Amanecí en Orán, ciudad sembrada de ratas muertas, víctimas de sus propias pulgas, y de ratas vivas empeñadas en contagiar su muerte; ratas que un día llevaron a aquel Orán el amanecer de una nueva era de terror, de odio, de sálvese quien pueda.
¿Por qué ocurrió aquello? ¿Por qué ocurre esto? ¿Por qué seguimos girando por los siglos de los siglos en el mismo bucle de dolor como si no supiéramos vivir de otra manera? Otra vez mi memoria salta por sus fueros. Ahora me lleva a un colegio de Caracas. Todas las niñas estamos formadas en el patio cantando el himno nacional. Me vuelve un verso, “…el vil egoísmo que otra vez triunfó”. Esa parece ser la respuesta que lo explica todo.
Cuando me tocó cantar aquello, Venezuela se había librado hacia poco de un dictador y estrenaba democracia. ¿Dónde está ahora? ¿Cómo? El país cuya bandera juraba yo respetar cada día me enseñó que el honor, la honestidad eran valores fundamentales que una persona no podía traicionar sin traicionarse a sí mismo. Hoy tiene como presidente a un individuo sin valor moral alguno y el Senado impide que se le juzgue porque los senadores de su partido han renunciado a sus principios. ¿Y Johnson? Le quedan varios años para hacer con sus votos lo que le salga del pelo.
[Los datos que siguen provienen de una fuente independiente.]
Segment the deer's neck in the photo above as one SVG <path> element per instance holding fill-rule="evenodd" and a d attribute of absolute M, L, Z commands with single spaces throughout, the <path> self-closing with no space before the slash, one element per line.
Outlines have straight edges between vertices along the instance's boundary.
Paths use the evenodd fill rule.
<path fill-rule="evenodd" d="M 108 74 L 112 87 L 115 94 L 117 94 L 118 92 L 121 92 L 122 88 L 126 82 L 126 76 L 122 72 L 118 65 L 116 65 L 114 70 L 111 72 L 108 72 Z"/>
Mientras consiga mantener deslumbrados a los británicos con la gloria de su imperio insular, seguirá conservando la adhesión de la mayoría de sus patrióticos votantes. ¿Y en el resto de Europa? Está por ver. Hace un tiempo la peste se desató en Hungría, en Polonia. Italia pareció superarla hace poco, pero, ¿le durará la buena salud?
La salud de Europa, del mundo más o menos democrático, depende de los votos de analfabetos políticos a los que las banderas emocionan y engañan; dependen del entendimiento de Mirandas hembras y Mirandas machos que al ver tipos fornidos y osados, dispuestos a cargarse a emigrantes indigentes, a mujeres indefensas, a toros, a perros y a cuanto bicho se les ponga por delante siempre que lleven cargados sus puños y sus fusiles, exclamen: “¡Oh, espléndido mundo nuevo, que alberga tan maravillosas criaturas».
En Europa, en el Reino Unido, en América, en España, esas maravillosas criaturas esconden bajo sus pelos y sus barbas las malas pulgas que desataron la peste en Orán, en todos los alegóricos Orán hoy sometidos al vil egoísmo del dinero. ¿Tendrá remedio la epidemia? ¿Podrá detenerse antes de que acabe con nuestra civilización transformando el mundo en un campo de guerra inhabitable? Para no abandonarnos a la desesperación, hay que recordar una conclusión de Camus a su Peste: “En el hombre hay más cosas dignas de admiración que de desprecio”.
Creamos, pues, en el hombre, macho y hembra, y sigamos trabajando por él, por ella, por nosotros. Despreciemos a las ratas hasta hacerlas volver a sus madrigueras.